Electric Vehicle Safety
Electric Vehicle Safety
Many electric vehicles receive top National Highway Safety Traffic Administration safety ratings. They undergo the same rigorous safety testing as any other conventional vehicles sold in the United States. To date, findings have shown that several electric vehicle features maximize safety. For example, electric vehicles tend to have a lower center of gravity that makes them less likely to roll over, electric vehicles have less potential for major fires or explosions and the body construction and durability of electric vehicles enhance vehicle safety in a collision. Their battery packs are encased in sealed shells and meet testing standards that subject the batteries to conditions such as overcharge, vibration, extreme temperatures, short circuit, humidity, fire, collision, and water immersion.
Electric Vehicle Charging Safety Tips
Here are steps you can take to lower your risk of fire and electric shock injury related to charging electric vehicles (EVs). Charging an EV is safe when done with certified equipment. By following these tips, you can lower your risk of having an associated fire or an electric shock injury. For more information, please visit the U.S. Fire Administration website.
- Follow manufacturer’s guidelines when charging your vehicle by referring to your owner’s manual. Check with your local dealer if you need additional information.
- Purchase a charging device that is certified by a nationally recognized testing laboratory.
- Plug Level I EV chargers directly into an outlet designed to handle the amperage of the charging device.
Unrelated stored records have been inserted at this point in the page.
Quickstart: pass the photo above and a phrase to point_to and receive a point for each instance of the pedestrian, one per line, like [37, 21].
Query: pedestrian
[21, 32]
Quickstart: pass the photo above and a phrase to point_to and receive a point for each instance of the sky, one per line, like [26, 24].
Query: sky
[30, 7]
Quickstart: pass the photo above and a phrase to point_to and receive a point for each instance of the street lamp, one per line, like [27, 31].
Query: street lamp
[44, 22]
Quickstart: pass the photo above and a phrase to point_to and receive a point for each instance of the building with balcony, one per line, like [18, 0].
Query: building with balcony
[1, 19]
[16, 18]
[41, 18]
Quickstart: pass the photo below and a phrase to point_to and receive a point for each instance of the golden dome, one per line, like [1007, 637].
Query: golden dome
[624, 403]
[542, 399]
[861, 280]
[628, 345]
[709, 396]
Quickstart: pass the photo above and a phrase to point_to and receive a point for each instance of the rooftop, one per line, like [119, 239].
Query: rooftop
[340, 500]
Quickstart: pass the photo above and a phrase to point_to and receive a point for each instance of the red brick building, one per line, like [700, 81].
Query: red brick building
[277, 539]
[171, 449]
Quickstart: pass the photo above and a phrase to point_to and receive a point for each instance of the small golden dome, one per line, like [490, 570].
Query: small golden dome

Never use a multiplug adapter or extension cord.
- Install a residual current device with the charging unit. It will turn off the power if a fault is detected and help prevent a fire.
- Place all charging device components out of reach of children when not in use.
- Maintain the components of your charging station according to the manufacturer’s maintenance guidelines. Signs of excessive wear may indicate a potential shock hazard. Never use an EV charger with obvious signs of damage.
- Cover the EV charging station outlet to stop water from entering. Check the manufacturer’s guidelines to make sure it is safe to charge your EV in wet conditions.
- Most electric vehicles come with a system that will warn the driver if the battery gets too hot to prevent overheating. If you see such a warning, give your car a break and let it cool down. Overheating degrades battery life.
Emergency Responder Safety Guidance
Firefighters, police and EMTs are typically first on the scene in an emergency and face the greatest risk from electrical hazards. Understanding the potential dangers and learning how to deal with them correctly makes everyone safer.
Emergency response for electric-drive vehicles is not significantly different from that of conventional vehicles. Electric-drive vehicles are designed with cutoff switches to isolate the battery and disable the electric system, and all high-voltage power lines are clearly designated with orange coloring.
First responders should follow the guidance of the National Fire Protection Association when conducting an initial scene assessment to detect hazards regarding incidents with electric vehicles.
- Identify the drive system
- Immobilize the vehicle
- Disable high voltage
While hybrid, electric, and fuel cell vehicles are designed to be safe in water, even when fully submerged, there are guidelines for safe response practices to follow.
- Avoid contact with high voltage components, cabling, or service disconnects on a submerged vehicle.
- If possible, turn the ignition off in a submerged vehicle, but do not attempt any other disabling activities.
- Lack of engine noise in most hybrids and electrics does not mean that the vehicle is OFF.